Backlight power consumption analysis.
John Johansen
john.johansen at canonical.com
Tue Dec 13 09:01:48 UTC 2011
On 12/12/2011 01:03 PM, Colin Ian King wrote:
> Hi there,
>
> More power consumption analysis... this time I investigated the current drawn when cycling through all the back-light levels on various machines. The results are interesting as they show non-linearity in power consumption. A brief summary of my findings is:
>
> All machines showed up non-linear current increase as backlight levels increasse.

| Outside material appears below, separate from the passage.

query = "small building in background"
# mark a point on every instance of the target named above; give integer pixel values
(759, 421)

> At the highest backlight setting the machines show a reduction of battery
> life from ~12-22%. The Lenovo ThinkPad X220i shows a remarkable increase in
> power consumption as we approach the highest brightness levels, and so does
> the HPMini-100 to a lesser degree.
>
> The general rule of thumb therefore is try not to exceed more than 2/3 the
> way up the brightness scale. The top 1/3 of the brightness scale impacts
> of power consumption disproportionately.
>
This matches with what I would expect, LEDs efficacy suffers as you increase
the current. This is known as droop and it is what sets the limit of a LED's
brightness.
> If you want to see the data and some interesting graphs, I've put a LibreOffice spreadsheet in
> with a brief write-up of the results in:
>
> http://zinc.canonical.com/~cking/power-benchmarking/backlight-non-linearity/
>
So out of curiosity did you test with the back light off to get a measure of
what the draw was for just turning it on?